Türkiye’nin ilk nükleer enerji santrali olması planlanan Akkuyu Nükleer Güç Santrali’nin üçüncü ünitesinin temeli Mart ayında atıldı. Toplam 4.800 megawatt kurulu gücünde dört üniteye sahip olacak santralin ilk ünitesinin 2023 yılında devreye alınması hedeflenmekte.

5) YEKDEM destekleri düşürüldü

Yenilenebilir Enerji Kaynakları Destekleme Mekanizması (YEKDEM) kapsamında, rüzgâr, güneş, jeotermal, hidroelektrik ve biyokütleye dayalı elektrik üretim santrallerine Haziran 2021 sonrasında verilecek teşvik fiyatları 2021 yılı Ocak ayında yeniden belirlendi. Buna göre; yeni destekleme fiyatları eski fiyatların büyük oranda altında kaldı. Düzenlemeyle; kilovatsaat başına döviz cinsinden verilen fiyat alım garantileri Türk Lirası’na çevrilirken, güneş santrallerine verilen destek yüzde 67, rüzgâra verilen destek ise yüzde 40 oranında geriledi.

6) Yenilenebilir yatırımlarındaki artış devam etti

Yenilenebilir enerji yatırımlarında son yıllarda yaşanan artış eğilimi, 2021 yılında da sürdü. Bir yıl boyunca eklenen 3 bin megawatt yeni kapasiteyle; rüzgâr, güneş ve jeotermal toplam kurulu gücü 2021 yılı sonunda 20 bin megawatt’ın üzerine çıkmış oldu. Böylelikle, bu üç kaynağın 5 yıl önce yüzde 10 olan elektrik kurulu gücündeki payı 2021 yılı sonunda yüzde 20’yi buldu.

Bununla birlikte, bir yandan yüksek faizler diğer taraftan destekleme mekanizmasındaki geri çekilmelerle birlikte, yenilenebilir yatırımlarında bundan sonraki gelişim hızının yavaşlaması da muhtemeldir.

7) Yerli kömür yatırımları yerinde saydı

Son 3 yıldır olduğu gibi 2021 yılında da yerli kömür tarafında kayda değer bir gelişme yaşanmadı. İthal kömüre dayalı 600 megawatt büyüklüğünde yeni kapasite devreye girerken, yerli kömür santral kapasitesi yerinde saydı. Daha önce ihale edilen Çayırhan B Santrali’nin yanısıra, Elbistan, Alpu, Dinar ya da Karapınar gibi santral amaçlı planlanan kömür sahalarından neredeyse hiç ses çıkmadı.

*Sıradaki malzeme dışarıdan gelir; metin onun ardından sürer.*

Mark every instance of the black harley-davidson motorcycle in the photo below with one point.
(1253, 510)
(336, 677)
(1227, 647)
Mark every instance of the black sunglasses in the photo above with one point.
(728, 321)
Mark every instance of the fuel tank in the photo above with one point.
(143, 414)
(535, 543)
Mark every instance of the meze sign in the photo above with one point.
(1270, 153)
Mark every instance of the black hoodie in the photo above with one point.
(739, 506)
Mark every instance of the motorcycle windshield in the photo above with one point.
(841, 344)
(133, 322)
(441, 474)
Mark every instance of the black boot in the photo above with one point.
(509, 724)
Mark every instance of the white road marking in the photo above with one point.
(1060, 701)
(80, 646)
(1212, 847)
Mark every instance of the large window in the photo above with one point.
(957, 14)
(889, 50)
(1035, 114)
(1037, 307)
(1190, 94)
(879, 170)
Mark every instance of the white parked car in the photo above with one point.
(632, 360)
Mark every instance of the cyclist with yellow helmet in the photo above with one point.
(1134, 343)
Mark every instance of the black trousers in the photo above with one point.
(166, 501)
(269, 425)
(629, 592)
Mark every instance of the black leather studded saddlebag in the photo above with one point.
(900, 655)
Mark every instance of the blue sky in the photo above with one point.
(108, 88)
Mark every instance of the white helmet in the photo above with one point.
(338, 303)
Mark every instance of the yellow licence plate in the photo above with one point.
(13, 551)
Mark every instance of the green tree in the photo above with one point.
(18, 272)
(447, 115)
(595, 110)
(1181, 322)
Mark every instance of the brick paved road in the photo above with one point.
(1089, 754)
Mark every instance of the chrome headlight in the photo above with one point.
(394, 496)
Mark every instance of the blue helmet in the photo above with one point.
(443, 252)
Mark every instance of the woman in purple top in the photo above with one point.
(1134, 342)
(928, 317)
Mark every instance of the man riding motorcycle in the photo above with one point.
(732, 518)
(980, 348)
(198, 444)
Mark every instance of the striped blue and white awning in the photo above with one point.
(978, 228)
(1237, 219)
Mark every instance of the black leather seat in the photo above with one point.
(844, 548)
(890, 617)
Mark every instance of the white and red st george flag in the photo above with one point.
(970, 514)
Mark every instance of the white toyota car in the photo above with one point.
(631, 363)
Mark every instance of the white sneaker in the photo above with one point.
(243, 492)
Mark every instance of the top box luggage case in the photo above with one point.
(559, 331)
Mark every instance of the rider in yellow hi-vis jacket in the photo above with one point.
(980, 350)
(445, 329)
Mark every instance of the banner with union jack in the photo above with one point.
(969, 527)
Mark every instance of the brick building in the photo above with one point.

Finansman zorlukları ya da çevre sınırlamaları dikkate alındığında, kömür yatırımlarının daha uzun süre rafta beklemesi kaçınılmaz olacaktır. Dolayısıyla, eğer devletten ciddi alım garantileri ya da teşvikler mevcut değilse, yeni özel sektör yatırımlarının ya da kamu ihalelerinin çok fazla gündeme geleceğini zannetmiyorum.

8) Karadeniz gazına ilişkin çalışmalar sürdürüldü

Enerjide 2020 yılının uzak ara en önemli gelişmesi olan Karadeniz gazına ilişkin çalışmalara 2021 yılında da devam edildi ve önceki yıl 405 milyar metreküp olarak belirlenen rezerv 2021 yılında 540 milyar metreküp olarak revize edildi.

Enerji yönetimi, 2023 yılının ilk çeyreğinde üretime başlamayı, başlangıçta günlük 10 milyon metreküp doğalgaz üretilmesini ve bu miktarın ileride 40 milyon metreküpe ulaşmasını hedeflemekte.

9) Paris İklim Anlaşması TBMM’de onaylandı

Paris İklim Anlaşması, Türkiye Büyük Millet Meclisi’nde oylamaya katılan 353 milletvekilinin oybirliğiyle kabul edilerek 10 Kasım 2021 tarihinden itibaren yürürlüğe girdi. Türkiye, Birleşmiş Milletler İklim Değişikliği Konferansında kabul edilen anlaşmayı henüz onaylamayan son 6 ülke arasında bulunuyordu. Anlaşmayı onaylayan ve aynı zamanda 2053 net sıfır taahhüdünü veren Türkiye’den beklenenler arasında; iddialı emisyon azaltım hedefleri belirlemesi, mevcut fosil yakıt teşviklerini sonlandırması ve kömür öncelikli olmak üzere fosil yakıtlardan aşamalı olarak çıkması gibi hususlar bulunmakta.